KR100520383B1 - Reference voltage generating circuit of liquid crystal display device - Google Patents

Abstract

The present invention discloses a reference voltage generating circuit of a liquid crystal display device. In particular, the present invention

Analog voltage generating means for pre-stored a synchronization signal and a digital data signal input in response to a write enable signal, and converting the stored digital data signal in response to an output enable signal to generate a plurality of analog voltage signal pairs; A plurality of variable reference voltage generating means for voltage-distributing corresponding analog voltage signal pairs among the plurality of analog voltage signal pairs from the analog voltage generating means and outputting a plurality of variable reference voltage signals, respectively; A plurality of fixed reference voltage generating means for respectively voltage-dividing the boosted power supply voltage to output a plurality of fixed reference voltage signals; And a source drive integrated circuit configured to receive the plurality of variable reference voltage signals and the plurality of fixed reference voltage signals.

Description

Reference voltage generation circuit of liquid crystal display device. {REFERENCE VOLTAGE GENERATING CIRCUIT OF LIQUID CRYSTAL DISPLAY DEVICE}

BACKGROUND OF THE INVENTION 1. Field of the Invention The present invention relates to a reference voltage generating circuit of a liquid crystal display device, and more particularly to a reference voltage generating circuit of a liquid crystal display device for generating a voltage serving as a reference of an image signal supplied to a liquid crystal panel.

The conventional liquid crystal display device includes a liquid crystal panel unit, a gate driver unit, a source driver unit, a timing controller, and a fixed reference voltage generator. In particular, the liquid crystal panel, the gate driver portion, and the source driver portion provided on the same substrate are referred to as a chip on glass type liquid crystal display device.

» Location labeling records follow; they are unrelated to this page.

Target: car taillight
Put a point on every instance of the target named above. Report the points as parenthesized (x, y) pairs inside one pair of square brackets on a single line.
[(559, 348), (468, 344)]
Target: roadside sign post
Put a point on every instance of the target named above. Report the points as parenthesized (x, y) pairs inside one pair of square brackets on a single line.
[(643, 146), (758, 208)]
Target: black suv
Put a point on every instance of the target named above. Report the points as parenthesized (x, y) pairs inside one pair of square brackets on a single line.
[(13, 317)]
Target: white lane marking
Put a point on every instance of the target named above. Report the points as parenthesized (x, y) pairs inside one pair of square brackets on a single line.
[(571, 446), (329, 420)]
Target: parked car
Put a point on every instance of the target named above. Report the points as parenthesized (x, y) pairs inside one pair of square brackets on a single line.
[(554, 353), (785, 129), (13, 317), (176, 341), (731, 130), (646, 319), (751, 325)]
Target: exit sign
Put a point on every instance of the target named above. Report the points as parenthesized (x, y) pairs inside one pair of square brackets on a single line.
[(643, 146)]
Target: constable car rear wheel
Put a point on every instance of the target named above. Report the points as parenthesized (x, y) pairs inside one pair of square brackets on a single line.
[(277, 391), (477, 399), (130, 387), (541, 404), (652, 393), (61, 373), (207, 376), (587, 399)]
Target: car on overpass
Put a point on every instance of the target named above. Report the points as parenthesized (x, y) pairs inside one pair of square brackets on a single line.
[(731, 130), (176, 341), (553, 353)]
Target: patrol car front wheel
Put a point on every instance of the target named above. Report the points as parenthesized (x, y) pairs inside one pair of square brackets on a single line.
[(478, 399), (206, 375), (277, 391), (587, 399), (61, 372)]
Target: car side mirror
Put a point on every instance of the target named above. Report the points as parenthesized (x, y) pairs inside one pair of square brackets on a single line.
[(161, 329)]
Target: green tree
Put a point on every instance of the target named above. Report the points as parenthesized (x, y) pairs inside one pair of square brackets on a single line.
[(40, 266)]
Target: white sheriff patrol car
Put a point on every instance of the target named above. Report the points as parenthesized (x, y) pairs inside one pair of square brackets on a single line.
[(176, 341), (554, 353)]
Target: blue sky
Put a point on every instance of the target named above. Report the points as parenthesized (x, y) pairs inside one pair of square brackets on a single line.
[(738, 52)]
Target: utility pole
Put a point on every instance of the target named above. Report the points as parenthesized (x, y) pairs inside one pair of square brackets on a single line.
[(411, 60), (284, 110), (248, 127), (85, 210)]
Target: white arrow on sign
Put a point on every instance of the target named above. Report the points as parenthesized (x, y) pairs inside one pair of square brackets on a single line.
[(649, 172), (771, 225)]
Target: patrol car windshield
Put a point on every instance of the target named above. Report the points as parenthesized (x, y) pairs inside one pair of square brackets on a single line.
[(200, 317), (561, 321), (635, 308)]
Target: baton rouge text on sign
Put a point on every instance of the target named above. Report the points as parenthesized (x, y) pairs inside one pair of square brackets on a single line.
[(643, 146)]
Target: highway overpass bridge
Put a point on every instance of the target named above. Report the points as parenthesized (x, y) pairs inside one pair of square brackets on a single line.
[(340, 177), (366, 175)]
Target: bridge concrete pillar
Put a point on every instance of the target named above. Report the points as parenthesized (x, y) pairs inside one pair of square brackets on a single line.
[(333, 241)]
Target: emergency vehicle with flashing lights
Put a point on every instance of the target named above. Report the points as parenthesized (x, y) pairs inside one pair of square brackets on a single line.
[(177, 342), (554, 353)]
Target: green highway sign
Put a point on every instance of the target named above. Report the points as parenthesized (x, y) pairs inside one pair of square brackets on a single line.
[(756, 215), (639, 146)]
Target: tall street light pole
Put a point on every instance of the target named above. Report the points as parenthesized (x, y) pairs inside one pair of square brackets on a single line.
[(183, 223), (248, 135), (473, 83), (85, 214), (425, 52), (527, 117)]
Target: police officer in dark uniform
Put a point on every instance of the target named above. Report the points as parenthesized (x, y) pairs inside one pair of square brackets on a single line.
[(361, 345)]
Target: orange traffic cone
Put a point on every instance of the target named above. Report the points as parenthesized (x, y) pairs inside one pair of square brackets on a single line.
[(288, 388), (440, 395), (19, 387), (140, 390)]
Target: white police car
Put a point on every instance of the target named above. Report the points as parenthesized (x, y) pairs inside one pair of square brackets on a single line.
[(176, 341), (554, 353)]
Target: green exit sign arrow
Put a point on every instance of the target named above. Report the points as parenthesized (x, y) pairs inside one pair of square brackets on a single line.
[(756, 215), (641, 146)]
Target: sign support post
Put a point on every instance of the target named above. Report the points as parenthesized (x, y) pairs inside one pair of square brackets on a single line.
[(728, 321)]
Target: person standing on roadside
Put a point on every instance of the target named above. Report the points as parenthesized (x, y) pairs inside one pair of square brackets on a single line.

In the liquid crystal panel, pixel electrodes composed of RGB liquid crystals are formed in a matrix form in each cell, and gate lines for driving the pixel electrodes are arranged in a row direction and connected to gates of transistors of respective pixel electrodes. Data lines for applying an image signal to the pixels are arranged in a column direction and connected to the sources of the transistors of the pixel electrode.

The gate driver outputs a gate signal through the gate line every field in response to the gate line control signal.

The source driver unit receives a gamma-corrected signal based on a voltage-transmittance (VT) characteristic from a timing controller in response to a signal of a data line according to a gate signal of the gate driver unit, respectively, and supplies a fixed reference voltage selected by RGB data. Is applied to the liquid crystal cell.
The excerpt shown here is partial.